Balansio Pro for health care professionals
Balansio Pro – Holistic diabetes care
Balansio provides the tools for health care professionals to treat, guide, support and motivate patients - not just based on glucose data, but based on rich self-care data enabling more accurate and better care. With the current resources it is hard to provide individualized and need-based care for all diabetic patients. Balansio has been developed to remove this challenge by using automated clinical intelligence and algorithms to minimize routine work so that the clinician's expertise can be directed to the patients demanding more specific help and support.
timely intervention helps patients to learn
Balansio enables you to provide timely care and support for your patients. Balansio utilizes automation that simplifies your routines, helps you to prioritize your work and gives daily support for your patients. Balansio follows your patients' self-care, acknowledges positive achievements and identifies challenges and areas for improvement. Balansio highlights found issues, suggests possible causes and prompts ways to improve. As a health care professional, you can enable these finding for your patient through their Care Plan. This enables the patient to focus, learn and improve.
Only relevant appointments
Balansio removes the need for calendar-based routine appointments. This saves a lot of time and enables you to focus on the patients who really need help right now. Balansio helps you by listing your patients in priority order and enables you to see which of your patients need your attention now. When changing into a patient-centric and need-based care model - Balansio care model - patients are invited to an appointment only when really needed. With the help of Balansio's care automation, you can communicate with your patients directly and focus on helping them to cope with individual challenges and learn how to manage them in the future.

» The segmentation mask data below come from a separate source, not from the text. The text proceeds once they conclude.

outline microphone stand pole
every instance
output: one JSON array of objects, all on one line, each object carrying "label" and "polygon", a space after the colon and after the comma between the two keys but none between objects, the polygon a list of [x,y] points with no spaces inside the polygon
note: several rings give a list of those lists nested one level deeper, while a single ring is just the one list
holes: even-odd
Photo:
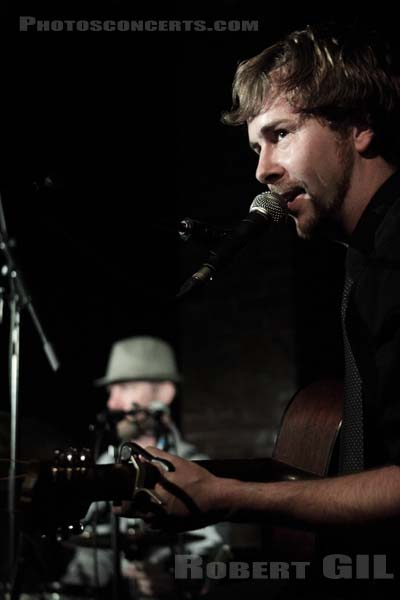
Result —
[{"label": "microphone stand pole", "polygon": [[122,573],[121,573],[121,533],[119,530],[119,518],[111,513],[111,548],[113,560],[112,577],[112,600],[122,597]]},{"label": "microphone stand pole", "polygon": [[[17,443],[18,443],[18,388],[19,388],[19,341],[20,341],[20,305],[15,291],[14,281],[10,278],[10,346],[9,346],[9,385],[10,385],[10,469],[8,487],[8,515],[9,515],[9,573],[10,595],[15,597],[17,576],[16,562],[16,520],[15,520],[15,481],[17,470]],[[18,596],[17,596],[18,597]]]},{"label": "microphone stand pole", "polygon": [[[118,446],[114,446],[114,462],[117,462],[119,454]],[[121,532],[119,518],[113,512],[110,513],[111,529],[111,551],[113,562],[112,576],[112,600],[119,600],[122,597],[122,572],[121,572]]]},{"label": "microphone stand pole", "polygon": [[9,343],[9,382],[10,382],[10,468],[8,489],[8,514],[9,514],[9,580],[10,598],[18,598],[16,589],[18,571],[17,552],[17,527],[16,527],[16,475],[17,475],[17,448],[18,448],[18,392],[19,392],[19,366],[20,366],[20,325],[21,311],[25,307],[31,316],[34,327],[42,341],[43,349],[51,368],[56,371],[59,367],[57,356],[52,345],[47,339],[40,320],[33,306],[30,295],[24,283],[21,270],[13,256],[14,241],[10,240],[7,233],[3,205],[0,195],[0,250],[2,250],[6,264],[2,274],[8,276],[10,295],[10,343]]}]

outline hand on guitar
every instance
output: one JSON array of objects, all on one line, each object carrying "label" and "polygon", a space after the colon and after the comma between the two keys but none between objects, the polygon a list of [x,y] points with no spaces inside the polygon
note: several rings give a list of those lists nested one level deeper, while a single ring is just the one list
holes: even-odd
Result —
[{"label": "hand on guitar", "polygon": [[[228,515],[220,501],[221,479],[198,464],[158,450],[146,448],[153,456],[168,460],[175,470],[160,473],[154,492],[162,502],[146,500],[143,507],[137,502],[122,502],[113,511],[121,516],[142,518],[151,527],[169,531],[189,531],[223,521]],[[155,463],[153,463],[155,464]],[[223,483],[227,483],[227,479]]]}]

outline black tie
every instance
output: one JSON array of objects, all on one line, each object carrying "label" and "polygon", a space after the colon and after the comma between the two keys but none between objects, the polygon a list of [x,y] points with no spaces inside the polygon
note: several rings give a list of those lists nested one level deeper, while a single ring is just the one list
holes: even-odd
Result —
[{"label": "black tie", "polygon": [[353,283],[362,269],[360,255],[352,248],[346,257],[346,276],[342,297],[345,382],[341,434],[341,472],[357,473],[364,468],[364,427],[362,381],[348,338],[346,317]]}]

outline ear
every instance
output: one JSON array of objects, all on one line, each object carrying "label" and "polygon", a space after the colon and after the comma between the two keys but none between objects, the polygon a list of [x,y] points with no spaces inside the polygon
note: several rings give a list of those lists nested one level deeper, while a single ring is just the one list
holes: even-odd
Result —
[{"label": "ear", "polygon": [[157,386],[157,400],[163,404],[171,404],[176,394],[176,387],[172,381],[162,381]]},{"label": "ear", "polygon": [[374,132],[368,125],[357,125],[353,129],[354,147],[359,154],[365,154],[372,145]]}]

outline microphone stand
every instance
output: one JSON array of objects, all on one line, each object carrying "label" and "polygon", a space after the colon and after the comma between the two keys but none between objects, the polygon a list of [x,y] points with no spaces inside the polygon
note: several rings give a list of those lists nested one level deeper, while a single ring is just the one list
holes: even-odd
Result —
[{"label": "microphone stand", "polygon": [[[118,447],[114,446],[114,462],[118,462]],[[113,576],[111,581],[111,598],[119,600],[122,596],[122,571],[121,571],[121,532],[119,518],[110,512],[111,554],[113,563]]]},{"label": "microphone stand", "polygon": [[19,366],[20,366],[20,329],[21,311],[26,307],[32,322],[42,341],[43,349],[51,368],[56,371],[59,367],[57,356],[52,345],[47,339],[39,317],[33,306],[31,297],[22,277],[21,270],[13,255],[12,248],[15,243],[10,240],[7,233],[6,221],[0,195],[0,250],[2,250],[6,264],[2,274],[8,276],[9,304],[10,304],[10,340],[9,340],[9,384],[10,384],[10,468],[8,489],[8,514],[9,514],[9,579],[10,598],[18,598],[16,589],[18,571],[17,556],[17,527],[16,527],[16,475],[17,475],[17,448],[18,448],[18,392],[19,392]]},{"label": "microphone stand", "polygon": [[114,513],[111,518],[111,551],[113,561],[112,577],[112,600],[119,600],[122,597],[122,572],[121,572],[121,533],[119,529],[119,518]]},{"label": "microphone stand", "polygon": [[[122,413],[121,413],[122,414]],[[108,419],[109,412],[104,410],[96,417],[97,423],[89,426],[89,430],[94,432],[94,462],[97,463],[100,456],[101,445],[104,439],[105,431],[110,431],[110,422]],[[118,445],[112,444],[114,448],[114,462],[118,462]],[[98,503],[95,503],[96,509],[92,520],[92,531],[94,540],[94,581],[96,586],[96,598],[99,590],[99,571],[98,571],[98,554],[97,554],[97,520],[98,520]],[[113,565],[113,575],[111,580],[111,599],[119,600],[122,595],[122,573],[121,573],[121,534],[119,528],[119,518],[113,512],[110,512],[110,540],[111,540],[111,555]]]},{"label": "microphone stand", "polygon": [[[133,411],[135,414],[136,411]],[[128,413],[129,414],[129,413]],[[171,432],[171,428],[162,422],[162,413],[157,412],[155,417],[155,436],[157,443],[161,439],[162,435],[167,436]],[[163,449],[169,450],[169,444],[167,438],[165,438]],[[118,460],[118,448],[114,447],[114,462]],[[121,571],[121,531],[119,524],[119,517],[114,513],[110,515],[110,529],[111,529],[111,552],[113,560],[113,578],[112,578],[112,600],[119,600],[123,594],[123,579]]]}]

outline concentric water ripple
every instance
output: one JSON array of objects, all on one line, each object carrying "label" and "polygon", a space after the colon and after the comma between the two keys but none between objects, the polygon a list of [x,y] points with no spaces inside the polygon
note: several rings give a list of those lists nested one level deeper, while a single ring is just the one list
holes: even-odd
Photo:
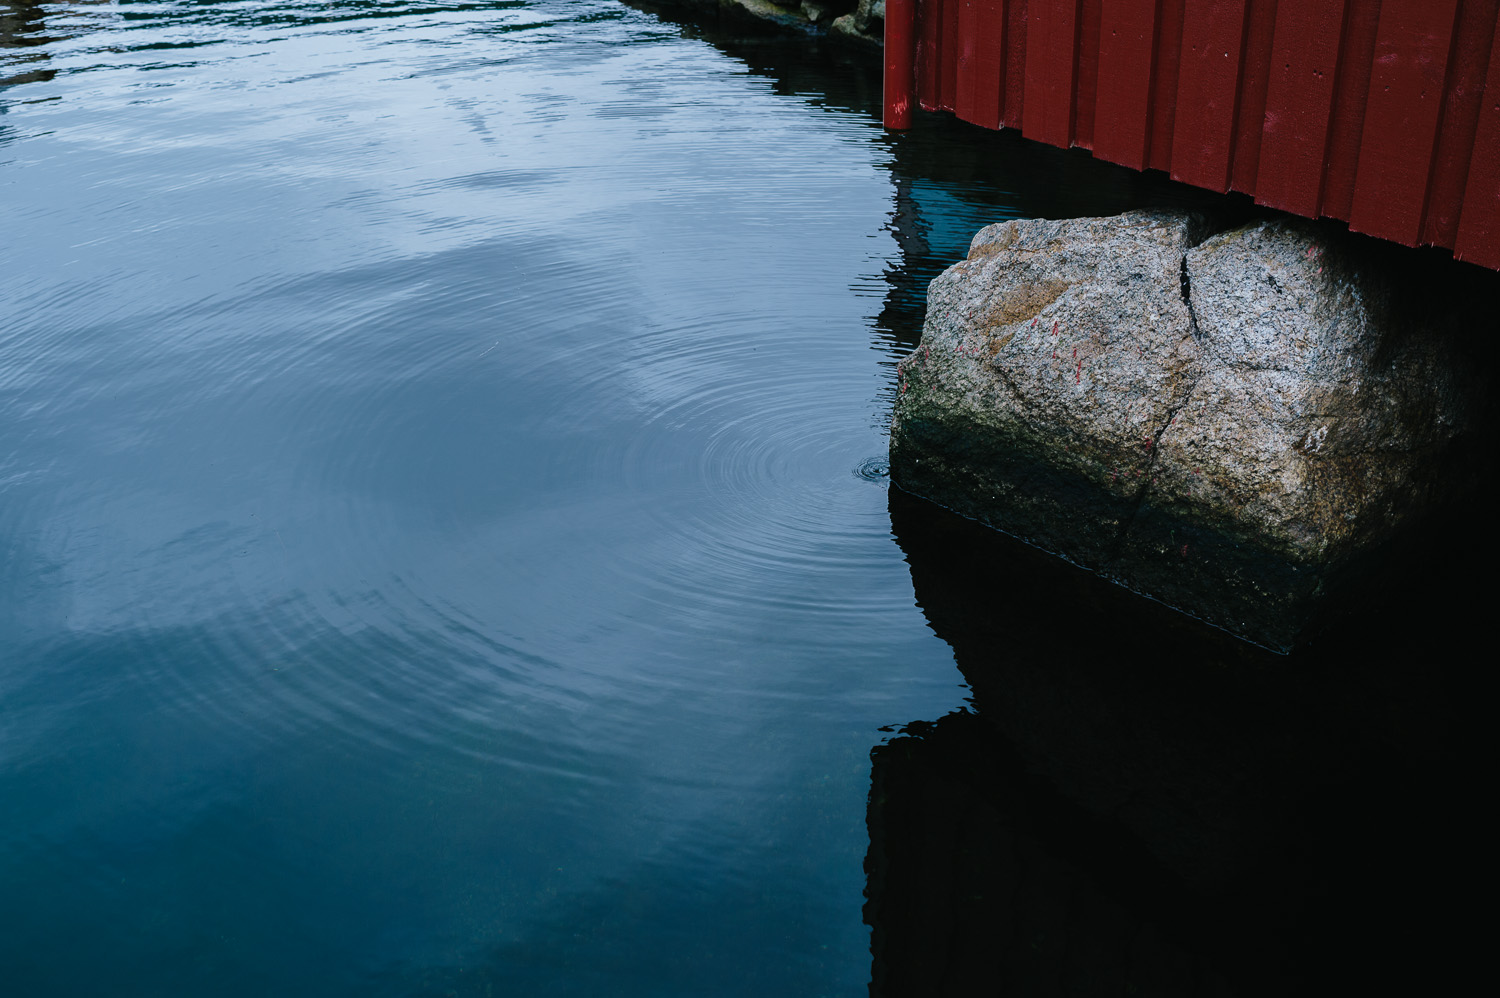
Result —
[{"label": "concentric water ripple", "polygon": [[891,480],[890,459],[885,456],[867,457],[859,462],[859,467],[854,469],[854,474],[867,482],[886,485]]}]

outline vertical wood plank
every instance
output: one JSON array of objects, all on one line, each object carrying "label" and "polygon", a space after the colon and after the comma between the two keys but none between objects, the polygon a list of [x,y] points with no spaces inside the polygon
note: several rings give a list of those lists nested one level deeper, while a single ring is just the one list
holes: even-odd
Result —
[{"label": "vertical wood plank", "polygon": [[1255,200],[1318,217],[1333,112],[1344,0],[1297,0],[1276,11]]},{"label": "vertical wood plank", "polygon": [[1073,141],[1078,0],[1030,0],[1026,23],[1026,107],[1021,132],[1067,149]]},{"label": "vertical wood plank", "polygon": [[[979,56],[979,10],[976,0],[957,0],[958,2],[958,48],[944,53],[944,57],[952,59],[958,68],[958,82],[953,94],[953,113],[964,121],[974,121],[974,103],[978,100],[978,67],[975,62]],[[975,122],[978,124],[978,122]]]},{"label": "vertical wood plank", "polygon": [[999,128],[1005,89],[1005,2],[962,2],[954,113],[973,124]]},{"label": "vertical wood plank", "polygon": [[1500,21],[1490,37],[1490,62],[1453,255],[1500,270]]},{"label": "vertical wood plank", "polygon": [[1177,121],[1177,77],[1182,63],[1182,18],[1186,0],[1161,0],[1156,11],[1156,44],[1151,71],[1151,141],[1146,165],[1172,168],[1172,129]]},{"label": "vertical wood plank", "polygon": [[1095,105],[1099,96],[1099,17],[1104,0],[1083,0],[1078,22],[1078,79],[1073,84],[1073,144],[1094,148]]},{"label": "vertical wood plank", "polygon": [[[1295,3],[1296,0],[1288,0]],[[1229,186],[1255,193],[1260,171],[1260,143],[1265,134],[1266,89],[1271,77],[1271,46],[1276,32],[1276,0],[1248,0],[1245,37],[1240,49],[1240,112],[1235,120],[1234,153]]]},{"label": "vertical wood plank", "polygon": [[917,0],[917,104],[924,111],[942,106],[942,31],[943,0]]},{"label": "vertical wood plank", "polygon": [[885,0],[885,76],[881,118],[886,128],[911,127],[911,109],[916,100],[916,0]]},{"label": "vertical wood plank", "polygon": [[1009,0],[1005,5],[1005,103],[1001,122],[1020,128],[1026,108],[1026,52],[1028,0]]},{"label": "vertical wood plank", "polygon": [[1338,78],[1333,81],[1333,122],[1328,128],[1323,204],[1319,210],[1346,222],[1354,204],[1354,177],[1359,172],[1380,4],[1381,0],[1349,0],[1344,7],[1344,38],[1339,43]]},{"label": "vertical wood plank", "polygon": [[1173,180],[1229,190],[1244,30],[1245,0],[1188,4],[1184,12]]},{"label": "vertical wood plank", "polygon": [[1104,0],[1094,155],[1141,170],[1151,141],[1152,49],[1158,0]]},{"label": "vertical wood plank", "polygon": [[942,69],[938,74],[938,106],[952,111],[958,106],[958,17],[963,0],[941,0],[943,26],[938,38]]},{"label": "vertical wood plank", "polygon": [[1458,238],[1469,159],[1484,104],[1484,75],[1494,58],[1490,52],[1491,30],[1497,17],[1500,17],[1500,0],[1465,0],[1459,5],[1458,23],[1453,29],[1453,57],[1443,88],[1437,155],[1433,158],[1432,183],[1428,188],[1427,220],[1422,227],[1424,243],[1451,247]]},{"label": "vertical wood plank", "polygon": [[1421,238],[1457,13],[1458,0],[1385,0],[1380,6],[1349,213],[1355,231],[1408,246]]}]

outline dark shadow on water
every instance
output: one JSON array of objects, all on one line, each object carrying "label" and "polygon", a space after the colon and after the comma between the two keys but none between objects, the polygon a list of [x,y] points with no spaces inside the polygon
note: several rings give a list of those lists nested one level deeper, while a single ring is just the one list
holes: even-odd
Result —
[{"label": "dark shadow on water", "polygon": [[895,489],[891,517],[973,698],[872,752],[873,994],[1449,993],[1477,971],[1493,642],[1471,578],[1279,657]]}]

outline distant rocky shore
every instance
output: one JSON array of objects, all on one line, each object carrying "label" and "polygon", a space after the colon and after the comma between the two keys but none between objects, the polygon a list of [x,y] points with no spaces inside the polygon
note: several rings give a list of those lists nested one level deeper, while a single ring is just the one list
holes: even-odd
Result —
[{"label": "distant rocky shore", "polygon": [[753,19],[789,31],[826,34],[858,46],[879,49],[885,38],[885,0],[649,0],[651,6]]}]

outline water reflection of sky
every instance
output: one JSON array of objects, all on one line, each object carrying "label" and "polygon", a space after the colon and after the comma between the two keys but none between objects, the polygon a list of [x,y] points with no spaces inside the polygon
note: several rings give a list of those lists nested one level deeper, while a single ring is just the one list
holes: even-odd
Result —
[{"label": "water reflection of sky", "polygon": [[603,2],[44,12],[14,986],[862,988],[869,748],[963,693],[855,473],[875,123]]}]

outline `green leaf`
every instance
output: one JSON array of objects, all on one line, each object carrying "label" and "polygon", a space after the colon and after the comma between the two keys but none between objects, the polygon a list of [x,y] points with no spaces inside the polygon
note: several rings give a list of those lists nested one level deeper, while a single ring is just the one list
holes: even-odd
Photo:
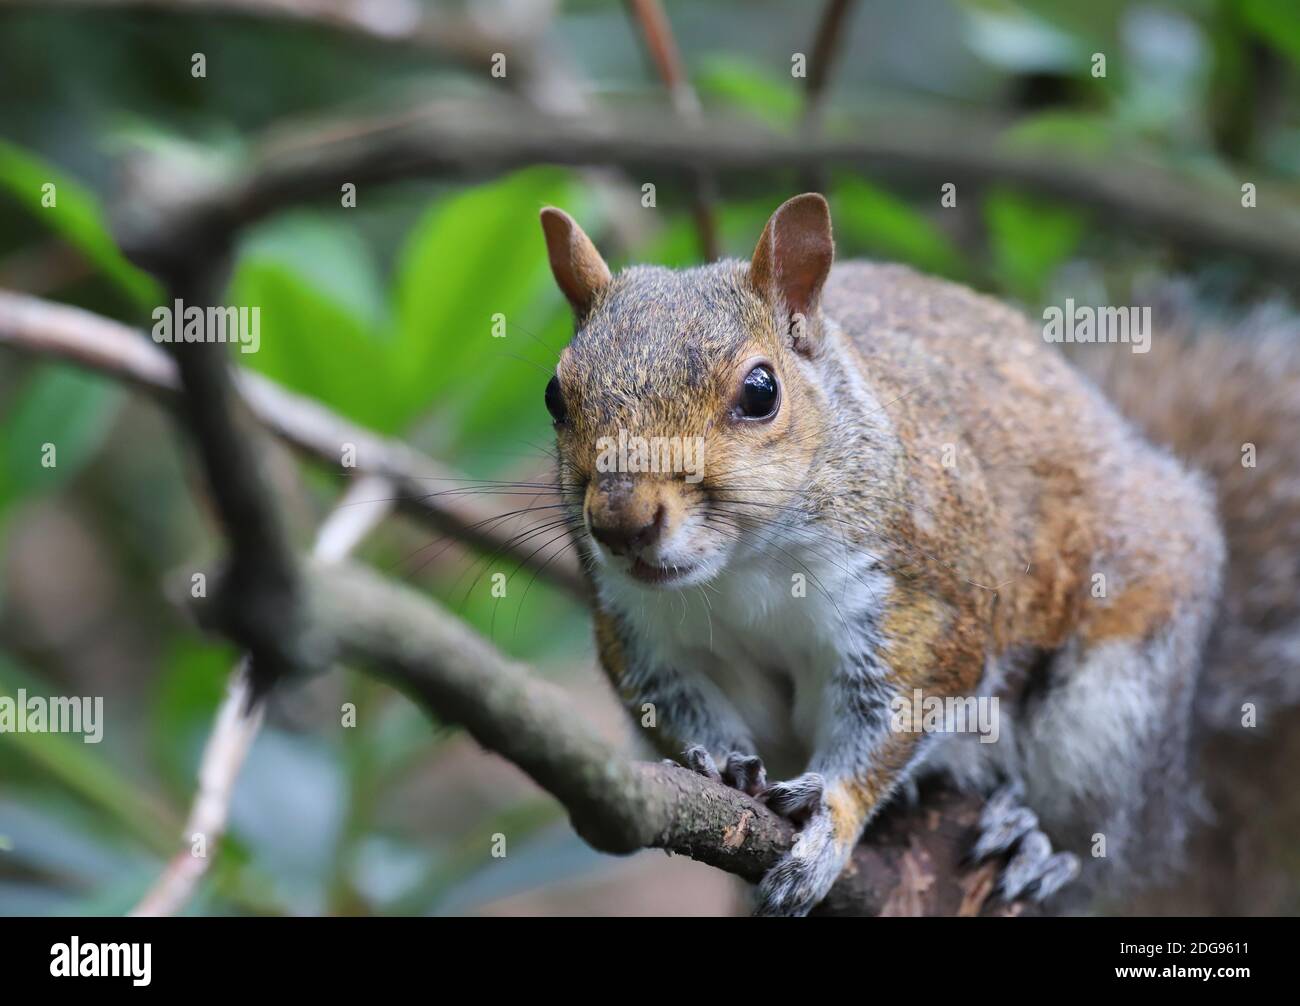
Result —
[{"label": "green leaf", "polygon": [[943,276],[966,274],[947,235],[902,199],[850,175],[836,177],[833,193],[836,235],[851,249]]},{"label": "green leaf", "polygon": [[732,56],[706,57],[694,79],[702,98],[744,109],[772,126],[793,125],[803,109],[803,96],[791,81]]},{"label": "green leaf", "polygon": [[397,270],[399,359],[389,389],[408,415],[482,373],[501,349],[494,315],[507,325],[530,316],[550,284],[538,210],[555,204],[585,216],[577,202],[566,172],[530,169],[439,200],[415,226]]},{"label": "green leaf", "polygon": [[[43,205],[46,185],[54,186],[53,206]],[[118,250],[89,189],[4,140],[0,140],[0,189],[78,249],[137,306],[151,308],[162,300],[162,290],[153,278]]]},{"label": "green leaf", "polygon": [[[0,510],[72,478],[99,449],[122,400],[122,389],[103,377],[62,364],[37,367],[5,416]],[[43,464],[46,444],[54,448],[52,467]]]},{"label": "green leaf", "polygon": [[232,303],[261,309],[261,347],[241,362],[385,433],[485,392],[508,414],[528,379],[507,354],[553,361],[526,337],[492,338],[493,315],[522,336],[534,304],[557,302],[537,211],[580,211],[567,179],[525,171],[436,201],[399,256],[393,327],[369,250],[348,228],[299,215],[263,229],[231,283]]},{"label": "green leaf", "polygon": [[1027,302],[1041,298],[1052,273],[1074,254],[1084,234],[1082,214],[1009,191],[990,193],[984,216],[998,278]]},{"label": "green leaf", "polygon": [[370,245],[337,213],[303,211],[264,221],[244,242],[241,257],[284,266],[369,327],[378,329],[386,320],[384,286]]},{"label": "green leaf", "polygon": [[[409,409],[391,394],[390,350],[380,332],[317,285],[301,262],[255,248],[242,256],[229,302],[260,309],[261,339],[238,362],[318,398],[356,421],[391,433]],[[354,300],[355,304],[355,300]]]},{"label": "green leaf", "polygon": [[1255,31],[1300,63],[1300,7],[1278,0],[1240,0],[1239,13]]}]

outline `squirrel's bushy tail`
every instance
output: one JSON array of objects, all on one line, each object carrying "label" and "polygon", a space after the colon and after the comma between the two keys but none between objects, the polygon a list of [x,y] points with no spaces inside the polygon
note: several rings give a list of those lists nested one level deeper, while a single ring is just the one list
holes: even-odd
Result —
[{"label": "squirrel's bushy tail", "polygon": [[1261,309],[1218,328],[1178,291],[1157,298],[1153,316],[1150,352],[1092,347],[1077,362],[1148,437],[1214,481],[1228,568],[1197,712],[1240,726],[1250,702],[1263,725],[1300,702],[1300,319]]}]

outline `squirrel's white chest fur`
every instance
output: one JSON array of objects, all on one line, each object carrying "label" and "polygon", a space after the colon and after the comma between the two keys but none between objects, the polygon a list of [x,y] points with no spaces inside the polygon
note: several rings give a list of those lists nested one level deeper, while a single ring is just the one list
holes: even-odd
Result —
[{"label": "squirrel's white chest fur", "polygon": [[888,575],[865,555],[791,543],[709,583],[654,591],[605,583],[649,656],[716,689],[773,772],[802,771],[834,716],[827,683],[851,653],[875,645]]}]

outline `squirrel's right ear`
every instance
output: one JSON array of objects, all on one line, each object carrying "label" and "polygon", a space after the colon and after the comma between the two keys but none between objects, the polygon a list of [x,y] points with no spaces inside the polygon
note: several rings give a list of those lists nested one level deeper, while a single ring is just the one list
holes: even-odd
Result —
[{"label": "squirrel's right ear", "polygon": [[555,282],[581,321],[591,310],[596,295],[609,283],[609,266],[591,238],[564,210],[554,206],[542,210],[542,232],[546,235],[546,253]]},{"label": "squirrel's right ear", "polygon": [[773,306],[813,321],[834,260],[831,208],[825,196],[805,192],[783,202],[767,221],[749,278]]}]

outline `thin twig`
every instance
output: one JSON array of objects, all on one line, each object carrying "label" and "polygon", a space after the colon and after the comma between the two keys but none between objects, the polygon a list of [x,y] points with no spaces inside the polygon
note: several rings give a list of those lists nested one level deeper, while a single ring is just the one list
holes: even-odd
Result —
[{"label": "thin twig", "polygon": [[852,7],[853,0],[826,0],[821,19],[817,22],[804,94],[803,126],[808,132],[821,125],[826,92],[835,69],[836,57],[843,50],[844,26]]},{"label": "thin twig", "polygon": [[[699,96],[691,85],[682,63],[681,51],[673,37],[672,22],[659,0],[627,0],[628,12],[640,29],[650,60],[659,73],[659,79],[668,89],[673,110],[688,127],[696,127],[703,118]],[[718,244],[718,215],[716,209],[717,183],[704,171],[695,173],[695,189],[691,196],[691,214],[700,236],[700,251],[707,261],[720,254]]]},{"label": "thin twig", "polygon": [[[391,493],[382,478],[358,479],[321,523],[312,555],[320,562],[342,562],[391,509]],[[230,672],[225,698],[203,748],[194,801],[181,831],[182,848],[131,910],[132,915],[176,915],[193,898],[226,832],[235,782],[265,711],[265,701],[253,694],[248,658],[243,657]]]},{"label": "thin twig", "polygon": [[235,780],[262,725],[265,703],[254,701],[248,659],[230,673],[212,734],[203,748],[198,786],[181,832],[184,848],[167,861],[131,915],[176,915],[189,903],[226,831]]},{"label": "thin twig", "polygon": [[[817,23],[817,34],[813,38],[811,65],[808,67],[808,77],[805,81],[803,121],[800,123],[805,136],[812,136],[821,129],[826,92],[835,69],[836,56],[844,48],[842,36],[852,7],[853,0],[826,0],[826,6],[822,8],[822,16]],[[803,188],[810,191],[824,190],[826,172],[819,168],[804,172]]]},{"label": "thin twig", "polygon": [[668,88],[673,110],[684,122],[699,122],[703,114],[700,99],[686,75],[681,51],[673,36],[672,22],[668,20],[663,4],[659,0],[627,0],[627,8],[633,23],[640,30],[641,41],[645,43],[646,52],[654,63],[659,79]]}]

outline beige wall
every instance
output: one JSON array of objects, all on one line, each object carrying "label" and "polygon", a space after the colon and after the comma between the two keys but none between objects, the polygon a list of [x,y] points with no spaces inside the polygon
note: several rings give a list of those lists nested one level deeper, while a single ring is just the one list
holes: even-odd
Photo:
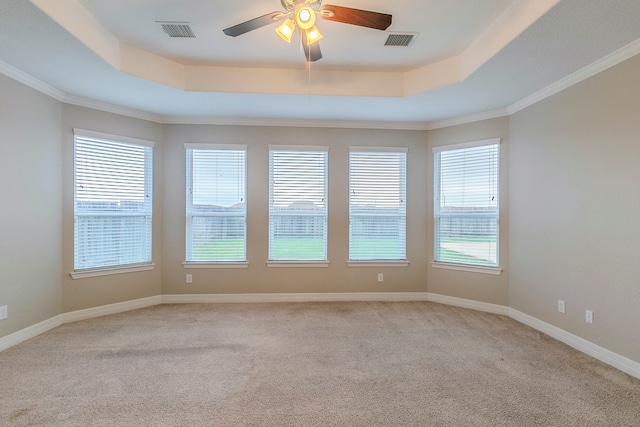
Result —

Data-driven and need-based
Balansio changes diabetes management into a data driven care process where the most of the holistic data set is collected automatically from the patient's devices. In addition, patient can follow-up and log relevant self-care data (e.g. meals, medication, mood and feelings, etc.) manually where relevant for care and learning. The self-care data set is always tailored to the patient's needs. Typically widely used health data types include:
- Blood glucose and CGM
- Daily HbA1c estimation
- Eaten carbohydrates and mealinformation
- Used insulin and other medication
- Daily activity and exercise
- Weight and blood pressure
For help and support, Balansio's automated clinical intelligence analyzes the self-care data of each patient. Based on the findings, Balansio helps both the patient and the professional to identify challenges, understand their potential root causes and learn how to change the routines affecting the patient's care balance. Based on the findings you as a professional can communicate with the patient trough Balansio's secure and encrypted messaging channel.
Visibility to daily A1c estimation enables better care results
For the first time, it is possible to get ongoing feedback on the patient's care routines and especially the effects of changes made to improve. The value of A1c estimation is increased when it is shown against the other care data illustrating routines and patterns resulting in changes in the patient's A1c. The estimation is calculated based on daily glucose measurements and adapted individually by using the patient's HbA1c laboratory tests. This unique algorithm can estimate the HbA1c value for the patient on accuracy similar to HbA1c laboratory test devices. Learn more about the accuracy of our A1c Estimator from here.
visibility creates motivation
According to an international DCCT study* 1%-point decrease in HbA1c level reduces patient's risk for complications up to 40%. As an example, in the picture above, a middle-aged male with type 2 diabetes on MDI treatment was able to make significant changes to his lifestyle routines. With the help of Balansio system and a professional diabetes nurse, he was able to change his eating habits. On the picture (starting on day 110) you can see rapid improvement in the patient's estimated A1c during the following 50 days. In practice, the patient started to eat breakfast every morning, which resulted him to become hungry at lunch time and to have a reasonable dinner in the evening. As a result, the patient was able to sustainably lower his HbA1c level by 1% and to have significantly lower risk to have diabetes-related complications. The continuous visibility to his estimated A1c and positive feedback both from Balansio and his diabetes nurse while making changes to his lifestyle routines, motivated him to keep up the good work.